The center of the Milky Way was first discovered by Harlow Shapley in 1918. He described the galactic center as a defined region in the direction of the constellation Sagittarius.
But much of the galactic center was shielded from Shapely's view by dust and gas. Its mysteries would only be revealed once we learned how to explore in "invisible light."
Radio waves (which are just another form of "light" in the electromagnetic spectrum) brought the first exciting clue: Radio telescopes revealed a faint radio source in the direction of the predicted galactic core in Sagittarius.
Then, looking in infrared light through the obstructing clouds of gas and dust revealed the stars at the very center of the Milky Way for the first time.

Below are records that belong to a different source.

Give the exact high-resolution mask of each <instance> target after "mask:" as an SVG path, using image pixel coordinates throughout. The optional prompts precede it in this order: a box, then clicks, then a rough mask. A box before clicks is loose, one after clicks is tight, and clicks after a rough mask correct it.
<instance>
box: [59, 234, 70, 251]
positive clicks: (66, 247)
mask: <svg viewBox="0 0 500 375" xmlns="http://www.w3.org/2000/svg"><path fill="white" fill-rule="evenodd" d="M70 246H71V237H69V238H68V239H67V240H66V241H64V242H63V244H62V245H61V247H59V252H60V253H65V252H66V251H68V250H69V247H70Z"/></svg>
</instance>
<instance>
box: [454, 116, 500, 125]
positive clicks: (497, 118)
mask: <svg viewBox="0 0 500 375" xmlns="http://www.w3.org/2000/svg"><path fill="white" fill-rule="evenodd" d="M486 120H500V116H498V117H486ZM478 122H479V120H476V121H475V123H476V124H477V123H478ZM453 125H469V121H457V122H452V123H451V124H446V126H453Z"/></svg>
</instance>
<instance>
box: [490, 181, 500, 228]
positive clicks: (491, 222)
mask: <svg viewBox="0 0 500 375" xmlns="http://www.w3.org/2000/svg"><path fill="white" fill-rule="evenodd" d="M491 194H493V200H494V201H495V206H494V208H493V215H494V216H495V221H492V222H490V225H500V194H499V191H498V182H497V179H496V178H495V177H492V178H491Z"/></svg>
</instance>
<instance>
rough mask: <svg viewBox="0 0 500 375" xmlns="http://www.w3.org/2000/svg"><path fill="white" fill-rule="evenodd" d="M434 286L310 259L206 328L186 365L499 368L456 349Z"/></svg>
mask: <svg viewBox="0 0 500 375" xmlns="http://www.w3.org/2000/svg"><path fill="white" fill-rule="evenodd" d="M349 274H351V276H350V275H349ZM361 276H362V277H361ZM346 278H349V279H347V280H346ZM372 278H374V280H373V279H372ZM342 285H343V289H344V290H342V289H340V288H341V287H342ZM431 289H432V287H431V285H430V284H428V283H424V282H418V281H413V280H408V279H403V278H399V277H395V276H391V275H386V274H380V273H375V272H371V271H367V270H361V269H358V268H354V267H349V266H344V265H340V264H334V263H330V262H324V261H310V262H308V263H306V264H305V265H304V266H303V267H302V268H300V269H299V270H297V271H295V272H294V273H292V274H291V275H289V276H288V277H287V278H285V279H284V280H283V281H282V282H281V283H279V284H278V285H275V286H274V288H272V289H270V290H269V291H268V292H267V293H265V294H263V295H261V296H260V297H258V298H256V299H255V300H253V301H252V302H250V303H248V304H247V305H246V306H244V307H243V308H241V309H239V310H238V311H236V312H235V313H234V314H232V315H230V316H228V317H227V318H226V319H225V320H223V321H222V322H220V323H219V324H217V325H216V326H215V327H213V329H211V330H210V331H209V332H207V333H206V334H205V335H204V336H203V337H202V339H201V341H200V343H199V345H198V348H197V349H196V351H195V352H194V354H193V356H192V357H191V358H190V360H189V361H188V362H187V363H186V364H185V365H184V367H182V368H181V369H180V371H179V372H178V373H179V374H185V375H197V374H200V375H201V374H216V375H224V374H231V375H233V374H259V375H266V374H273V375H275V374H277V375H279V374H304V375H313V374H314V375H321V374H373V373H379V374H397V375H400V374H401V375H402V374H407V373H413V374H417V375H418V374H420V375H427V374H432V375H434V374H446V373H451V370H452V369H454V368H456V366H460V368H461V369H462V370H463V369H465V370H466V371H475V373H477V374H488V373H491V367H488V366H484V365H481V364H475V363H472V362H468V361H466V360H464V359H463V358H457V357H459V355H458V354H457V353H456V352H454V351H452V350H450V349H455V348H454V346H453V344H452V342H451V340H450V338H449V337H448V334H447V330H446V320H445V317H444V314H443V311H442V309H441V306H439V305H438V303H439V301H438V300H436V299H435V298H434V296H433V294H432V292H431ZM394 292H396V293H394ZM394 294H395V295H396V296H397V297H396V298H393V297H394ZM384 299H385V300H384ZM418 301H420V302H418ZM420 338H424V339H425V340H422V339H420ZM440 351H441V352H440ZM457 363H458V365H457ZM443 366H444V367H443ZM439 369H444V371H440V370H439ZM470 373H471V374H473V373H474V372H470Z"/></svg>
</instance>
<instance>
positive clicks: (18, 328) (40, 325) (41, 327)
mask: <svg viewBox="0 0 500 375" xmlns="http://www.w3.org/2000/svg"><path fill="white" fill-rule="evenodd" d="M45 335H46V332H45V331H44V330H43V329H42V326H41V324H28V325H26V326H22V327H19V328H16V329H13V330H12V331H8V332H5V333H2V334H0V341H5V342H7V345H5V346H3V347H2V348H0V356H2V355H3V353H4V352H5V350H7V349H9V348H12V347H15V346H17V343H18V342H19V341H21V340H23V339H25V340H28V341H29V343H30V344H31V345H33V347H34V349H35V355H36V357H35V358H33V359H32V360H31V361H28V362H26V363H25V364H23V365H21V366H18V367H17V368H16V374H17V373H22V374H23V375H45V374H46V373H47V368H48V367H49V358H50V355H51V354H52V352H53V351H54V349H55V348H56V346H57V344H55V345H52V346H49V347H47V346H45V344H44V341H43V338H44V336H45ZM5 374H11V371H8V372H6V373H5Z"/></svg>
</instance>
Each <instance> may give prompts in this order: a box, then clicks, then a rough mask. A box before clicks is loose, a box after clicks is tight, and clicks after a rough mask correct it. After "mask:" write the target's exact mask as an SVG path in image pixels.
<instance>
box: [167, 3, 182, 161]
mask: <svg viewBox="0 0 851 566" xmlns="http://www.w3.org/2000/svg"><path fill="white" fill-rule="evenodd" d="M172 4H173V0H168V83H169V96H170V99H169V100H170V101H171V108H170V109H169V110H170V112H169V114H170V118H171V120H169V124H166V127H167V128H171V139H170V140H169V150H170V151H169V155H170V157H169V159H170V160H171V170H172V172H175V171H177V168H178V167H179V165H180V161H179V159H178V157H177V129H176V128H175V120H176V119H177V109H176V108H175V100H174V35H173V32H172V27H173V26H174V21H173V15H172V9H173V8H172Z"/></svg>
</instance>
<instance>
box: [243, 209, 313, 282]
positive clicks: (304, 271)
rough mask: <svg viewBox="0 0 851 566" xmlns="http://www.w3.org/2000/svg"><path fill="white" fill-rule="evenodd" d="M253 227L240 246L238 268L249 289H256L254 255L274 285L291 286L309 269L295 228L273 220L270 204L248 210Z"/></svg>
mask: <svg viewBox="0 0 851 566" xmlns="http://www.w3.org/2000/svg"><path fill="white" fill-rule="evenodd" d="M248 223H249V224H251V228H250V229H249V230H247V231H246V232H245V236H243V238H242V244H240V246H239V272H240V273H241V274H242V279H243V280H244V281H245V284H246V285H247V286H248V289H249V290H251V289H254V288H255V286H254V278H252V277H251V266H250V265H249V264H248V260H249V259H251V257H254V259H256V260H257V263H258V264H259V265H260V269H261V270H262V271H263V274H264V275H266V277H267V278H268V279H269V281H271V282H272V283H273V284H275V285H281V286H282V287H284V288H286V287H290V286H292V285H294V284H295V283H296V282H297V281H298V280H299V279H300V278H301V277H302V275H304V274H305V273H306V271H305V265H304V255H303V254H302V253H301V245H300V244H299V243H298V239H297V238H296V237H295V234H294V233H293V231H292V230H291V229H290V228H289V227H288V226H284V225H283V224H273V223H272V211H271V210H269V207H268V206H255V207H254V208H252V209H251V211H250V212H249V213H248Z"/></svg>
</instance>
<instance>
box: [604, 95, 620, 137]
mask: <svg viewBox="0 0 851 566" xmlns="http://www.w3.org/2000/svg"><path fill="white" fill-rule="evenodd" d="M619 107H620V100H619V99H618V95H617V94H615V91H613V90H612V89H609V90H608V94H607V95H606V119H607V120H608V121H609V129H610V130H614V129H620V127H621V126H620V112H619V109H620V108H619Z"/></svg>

Measurements of their orbits showed they are being gravitationally affected by an object 2.6 million times the mass of the sun. An object with that mass confined in an area less than one-fifth of a light-year across can only be a super-massive black hole.
Recent observations with the orbiting Chandra X-Ray Observatory show that the black hole at the center of our galaxy flares up almost daily with outbursts of x-rays as it gobbles more matter around it. The rays come from particles being expelled at very high speed from the edge of the black hole's intense gravity field.
With studies of other galaxies, astronomers now believe that most, if not all, large galaxies harbor black holes at their centers.